Polman is a Dutch journalist who is writing about the aid and humanitarian industry. As Zetland explains:
The central thesis of this book (as presented in the review) is that the people who deliver aid are addicted to horror stories and starving kids, and this addiction is fed by those who benefit from aid, whether they be local leaders, militias committing atrocities or even victims who don’t wear their prosthetic legs because they can get more attention with their stumps.
I watched Polman tout the book on the Daily Show, and went to her launch at the Half King in NYC a couple weeks back. There are three main problems with it:
- Despite what Zetland says, anecdotes are not data. The book reminds me of “Lords of Poverty“, which was shooting in the right direction, but relied almost solely on entertaining anecdotes. The aid industry is a total mess largely because huge decisions are made on what feels right, truthiness, if you will. In this sense, Polman is right in general, the aid industry is a mess, but her anecdotes focus on coordination and motivation issues, not on aid effectiveness. Polman’s got lots of “truthiness”, but little else.
- One of her prescriptions is some massive European-style coordinating and governance body which would oversee all NGOs around the world and ensure that they have ethical standards. This would only make matters worse, not better. If you ever sat through an interminable UN Country Team coordination meeting in a place like Afghanistan or Haiti, you know of what I speak.

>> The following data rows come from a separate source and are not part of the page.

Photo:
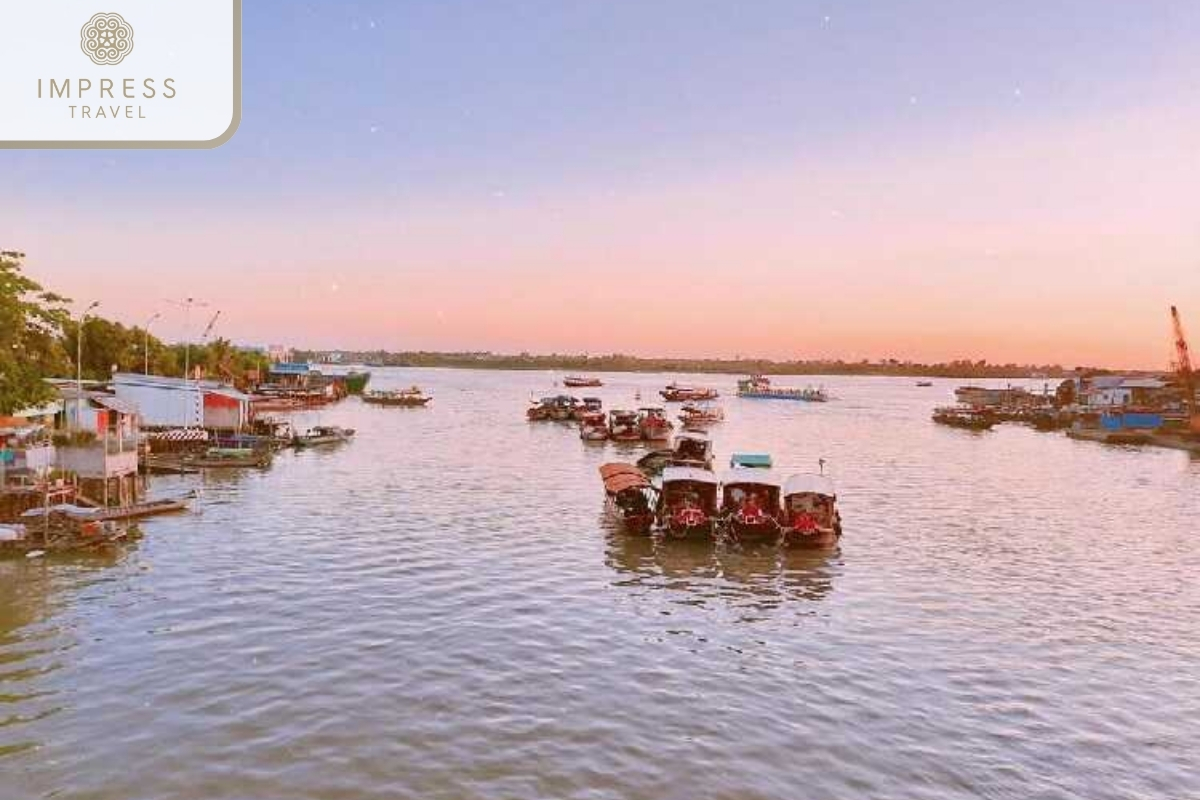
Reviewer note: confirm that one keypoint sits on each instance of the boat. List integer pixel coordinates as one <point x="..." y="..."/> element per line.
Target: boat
<point x="539" y="410"/>
<point x="623" y="426"/>
<point x="750" y="504"/>
<point x="654" y="425"/>
<point x="562" y="408"/>
<point x="760" y="388"/>
<point x="681" y="394"/>
<point x="810" y="511"/>
<point x="559" y="407"/>
<point x="594" y="426"/>
<point x="628" y="497"/>
<point x="750" y="461"/>
<point x="587" y="405"/>
<point x="701" y="415"/>
<point x="412" y="397"/>
<point x="209" y="458"/>
<point x="691" y="449"/>
<point x="323" y="434"/>
<point x="688" y="503"/>
<point x="970" y="419"/>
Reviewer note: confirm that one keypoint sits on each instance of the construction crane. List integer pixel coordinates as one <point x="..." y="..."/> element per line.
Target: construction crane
<point x="1187" y="377"/>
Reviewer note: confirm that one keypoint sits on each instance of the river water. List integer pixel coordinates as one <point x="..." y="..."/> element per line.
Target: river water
<point x="441" y="609"/>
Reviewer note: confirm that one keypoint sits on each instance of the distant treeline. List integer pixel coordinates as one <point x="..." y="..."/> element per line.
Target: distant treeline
<point x="618" y="362"/>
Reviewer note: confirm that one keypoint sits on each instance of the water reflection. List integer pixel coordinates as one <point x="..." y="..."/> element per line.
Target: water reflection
<point x="754" y="577"/>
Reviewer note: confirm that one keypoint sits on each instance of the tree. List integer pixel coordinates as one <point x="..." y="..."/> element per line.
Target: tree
<point x="31" y="322"/>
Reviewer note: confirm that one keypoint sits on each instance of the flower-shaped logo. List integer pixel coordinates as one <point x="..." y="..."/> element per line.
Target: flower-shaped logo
<point x="107" y="38"/>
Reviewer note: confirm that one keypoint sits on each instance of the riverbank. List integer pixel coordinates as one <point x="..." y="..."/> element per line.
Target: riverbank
<point x="617" y="362"/>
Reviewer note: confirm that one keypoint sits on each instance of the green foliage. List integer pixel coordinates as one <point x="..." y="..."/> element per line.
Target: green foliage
<point x="31" y="322"/>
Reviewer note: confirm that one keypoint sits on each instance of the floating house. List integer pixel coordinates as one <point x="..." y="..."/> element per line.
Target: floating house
<point x="180" y="403"/>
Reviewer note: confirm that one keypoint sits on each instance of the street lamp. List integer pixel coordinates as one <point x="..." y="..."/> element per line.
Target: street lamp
<point x="79" y="364"/>
<point x="145" y="329"/>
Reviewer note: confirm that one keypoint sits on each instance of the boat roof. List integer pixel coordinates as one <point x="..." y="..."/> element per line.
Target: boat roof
<point x="617" y="468"/>
<point x="673" y="474"/>
<point x="750" y="459"/>
<point x="809" y="483"/>
<point x="750" y="475"/>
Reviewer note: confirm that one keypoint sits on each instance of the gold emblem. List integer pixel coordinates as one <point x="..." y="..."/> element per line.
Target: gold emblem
<point x="107" y="38"/>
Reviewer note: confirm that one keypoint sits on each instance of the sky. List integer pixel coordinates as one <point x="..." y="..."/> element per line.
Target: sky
<point x="792" y="179"/>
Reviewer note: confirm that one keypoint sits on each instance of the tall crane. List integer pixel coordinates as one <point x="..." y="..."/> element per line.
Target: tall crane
<point x="1187" y="377"/>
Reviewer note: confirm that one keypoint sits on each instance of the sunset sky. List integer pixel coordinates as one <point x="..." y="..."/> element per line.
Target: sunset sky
<point x="1018" y="181"/>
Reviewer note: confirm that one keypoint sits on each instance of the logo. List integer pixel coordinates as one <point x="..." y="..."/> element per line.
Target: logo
<point x="107" y="38"/>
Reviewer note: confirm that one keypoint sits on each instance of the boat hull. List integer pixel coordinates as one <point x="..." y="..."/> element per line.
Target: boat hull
<point x="753" y="533"/>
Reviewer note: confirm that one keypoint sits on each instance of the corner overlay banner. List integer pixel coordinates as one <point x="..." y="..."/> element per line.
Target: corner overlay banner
<point x="120" y="73"/>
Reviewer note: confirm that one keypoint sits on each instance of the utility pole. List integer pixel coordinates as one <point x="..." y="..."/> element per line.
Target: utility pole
<point x="187" y="302"/>
<point x="145" y="348"/>
<point x="79" y="364"/>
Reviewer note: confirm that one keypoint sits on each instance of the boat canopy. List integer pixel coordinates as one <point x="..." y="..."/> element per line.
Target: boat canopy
<point x="759" y="461"/>
<point x="810" y="485"/>
<point x="619" y="468"/>
<point x="750" y="476"/>
<point x="678" y="474"/>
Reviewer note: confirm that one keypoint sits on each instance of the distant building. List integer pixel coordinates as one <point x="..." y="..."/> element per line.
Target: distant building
<point x="178" y="403"/>
<point x="1119" y="391"/>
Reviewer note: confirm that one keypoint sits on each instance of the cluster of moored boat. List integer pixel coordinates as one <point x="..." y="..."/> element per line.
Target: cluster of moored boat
<point x="411" y="397"/>
<point x="745" y="504"/>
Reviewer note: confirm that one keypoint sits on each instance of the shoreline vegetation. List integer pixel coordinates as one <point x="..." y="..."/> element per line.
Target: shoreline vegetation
<point x="619" y="362"/>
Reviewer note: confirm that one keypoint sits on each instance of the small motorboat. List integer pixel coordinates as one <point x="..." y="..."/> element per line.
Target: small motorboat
<point x="810" y="512"/>
<point x="750" y="504"/>
<point x="412" y="397"/>
<point x="323" y="434"/>
<point x="966" y="417"/>
<point x="629" y="497"/>
<point x="594" y="427"/>
<point x="623" y="426"/>
<point x="587" y="405"/>
<point x="691" y="449"/>
<point x="681" y="394"/>
<point x="701" y="415"/>
<point x="654" y="425"/>
<point x="688" y="503"/>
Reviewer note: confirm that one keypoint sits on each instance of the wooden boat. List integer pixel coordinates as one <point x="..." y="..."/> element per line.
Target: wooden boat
<point x="654" y="425"/>
<point x="691" y="449"/>
<point x="810" y="512"/>
<point x="759" y="388"/>
<point x="594" y="426"/>
<point x="688" y="503"/>
<point x="411" y="397"/>
<point x="563" y="408"/>
<point x="628" y="495"/>
<point x="209" y="458"/>
<point x="750" y="504"/>
<point x="681" y="394"/>
<point x="623" y="426"/>
<point x="323" y="434"/>
<point x="539" y="410"/>
<point x="970" y="419"/>
<point x="696" y="415"/>
<point x="587" y="405"/>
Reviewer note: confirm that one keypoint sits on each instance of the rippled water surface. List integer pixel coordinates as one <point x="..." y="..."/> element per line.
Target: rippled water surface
<point x="441" y="609"/>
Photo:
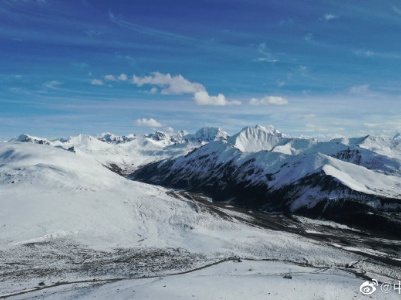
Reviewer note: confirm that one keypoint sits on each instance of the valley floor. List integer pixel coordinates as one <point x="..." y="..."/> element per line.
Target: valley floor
<point x="63" y="269"/>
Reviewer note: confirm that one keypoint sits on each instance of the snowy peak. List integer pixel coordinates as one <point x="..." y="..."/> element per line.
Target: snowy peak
<point x="31" y="139"/>
<point x="115" y="139"/>
<point x="207" y="134"/>
<point x="159" y="136"/>
<point x="255" y="139"/>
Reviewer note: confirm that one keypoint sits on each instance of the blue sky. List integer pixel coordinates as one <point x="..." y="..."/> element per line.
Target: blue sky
<point x="314" y="68"/>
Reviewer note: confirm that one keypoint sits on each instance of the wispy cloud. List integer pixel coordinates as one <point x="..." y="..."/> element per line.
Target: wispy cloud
<point x="360" y="90"/>
<point x="178" y="85"/>
<point x="266" y="55"/>
<point x="269" y="100"/>
<point x="364" y="53"/>
<point x="52" y="85"/>
<point x="147" y="30"/>
<point x="148" y="122"/>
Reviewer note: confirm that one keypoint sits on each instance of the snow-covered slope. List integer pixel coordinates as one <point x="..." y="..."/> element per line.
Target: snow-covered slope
<point x="261" y="168"/>
<point x="64" y="217"/>
<point x="258" y="138"/>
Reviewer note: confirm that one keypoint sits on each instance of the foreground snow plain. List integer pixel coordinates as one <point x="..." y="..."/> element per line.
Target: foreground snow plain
<point x="65" y="218"/>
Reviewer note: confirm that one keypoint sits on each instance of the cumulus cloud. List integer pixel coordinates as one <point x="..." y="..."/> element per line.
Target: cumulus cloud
<point x="97" y="82"/>
<point x="122" y="77"/>
<point x="203" y="98"/>
<point x="178" y="85"/>
<point x="148" y="122"/>
<point x="110" y="78"/>
<point x="269" y="100"/>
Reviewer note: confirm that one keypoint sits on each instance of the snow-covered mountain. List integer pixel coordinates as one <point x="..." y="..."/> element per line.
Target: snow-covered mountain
<point x="68" y="223"/>
<point x="262" y="168"/>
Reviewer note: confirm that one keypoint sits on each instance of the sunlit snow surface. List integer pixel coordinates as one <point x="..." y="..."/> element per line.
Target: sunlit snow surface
<point x="64" y="217"/>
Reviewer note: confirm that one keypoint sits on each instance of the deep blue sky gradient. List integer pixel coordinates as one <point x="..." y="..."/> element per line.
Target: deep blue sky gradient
<point x="336" y="63"/>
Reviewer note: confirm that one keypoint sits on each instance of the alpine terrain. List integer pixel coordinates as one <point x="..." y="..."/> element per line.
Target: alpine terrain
<point x="206" y="216"/>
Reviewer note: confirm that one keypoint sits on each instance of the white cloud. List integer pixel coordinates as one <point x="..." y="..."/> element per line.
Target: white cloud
<point x="123" y="77"/>
<point x="364" y="53"/>
<point x="265" y="59"/>
<point x="148" y="122"/>
<point x="203" y="98"/>
<point x="360" y="89"/>
<point x="173" y="85"/>
<point x="110" y="78"/>
<point x="178" y="85"/>
<point x="51" y="84"/>
<point x="308" y="116"/>
<point x="329" y="17"/>
<point x="269" y="100"/>
<point x="97" y="82"/>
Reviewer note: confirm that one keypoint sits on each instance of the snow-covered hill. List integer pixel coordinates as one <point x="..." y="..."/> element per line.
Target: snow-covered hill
<point x="66" y="217"/>
<point x="262" y="168"/>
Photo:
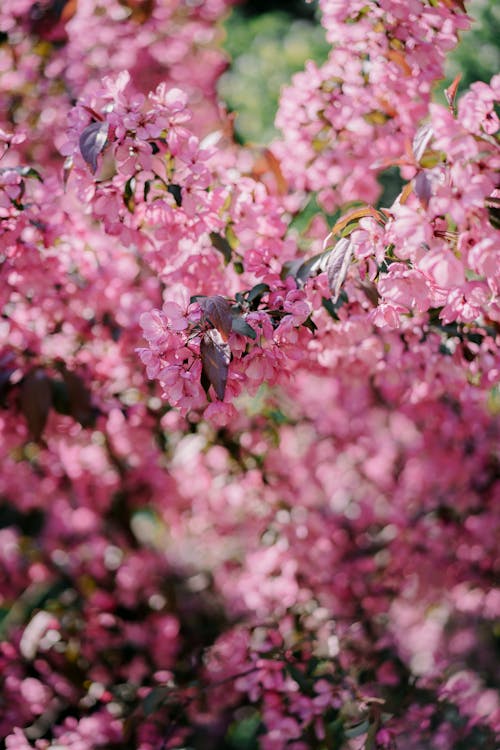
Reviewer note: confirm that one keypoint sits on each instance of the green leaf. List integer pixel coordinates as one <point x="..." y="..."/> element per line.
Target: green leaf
<point x="357" y="730"/>
<point x="240" y="325"/>
<point x="255" y="294"/>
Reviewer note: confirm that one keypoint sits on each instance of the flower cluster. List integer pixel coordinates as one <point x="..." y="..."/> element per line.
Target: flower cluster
<point x="249" y="487"/>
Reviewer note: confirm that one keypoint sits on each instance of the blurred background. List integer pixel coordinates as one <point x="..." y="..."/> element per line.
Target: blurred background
<point x="268" y="41"/>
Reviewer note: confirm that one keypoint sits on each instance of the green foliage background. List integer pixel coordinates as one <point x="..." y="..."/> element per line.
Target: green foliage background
<point x="267" y="42"/>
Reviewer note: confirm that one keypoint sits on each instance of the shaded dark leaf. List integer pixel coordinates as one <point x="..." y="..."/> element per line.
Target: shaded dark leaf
<point x="154" y="700"/>
<point x="310" y="324"/>
<point x="140" y="10"/>
<point x="23" y="171"/>
<point x="36" y="400"/>
<point x="128" y="194"/>
<point x="222" y="245"/>
<point x="305" y="684"/>
<point x="215" y="357"/>
<point x="337" y="266"/>
<point x="218" y="313"/>
<point x="68" y="166"/>
<point x="47" y="18"/>
<point x="357" y="730"/>
<point x="301" y="270"/>
<point x="332" y="308"/>
<point x="241" y="326"/>
<point x="256" y="293"/>
<point x="175" y="190"/>
<point x="79" y="399"/>
<point x="92" y="141"/>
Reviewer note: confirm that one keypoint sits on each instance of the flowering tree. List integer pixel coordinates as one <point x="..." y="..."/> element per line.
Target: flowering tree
<point x="249" y="488"/>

- Her argument on the motivation of warlords reminds me of a ridiculous formula Paul Collier once used to explain the decision making process of rebels (see below). It combined the likelihood of victory, the taxable revenue at stake, the size of the population, and five other factors to arrive at the “Rebel Utility Function”. Very impressive, but the only problem is that I’ve yet to meet a rebel leader who subscribes to the “rational actor model”. Most of them are more than a little nuts, and even the sane ones take decisions based on a much more subjective basis such as how angry they are, and how many guns they have access to.
To sum up, bad book, bad ideas, and I disagree with David that anecdotes equal data.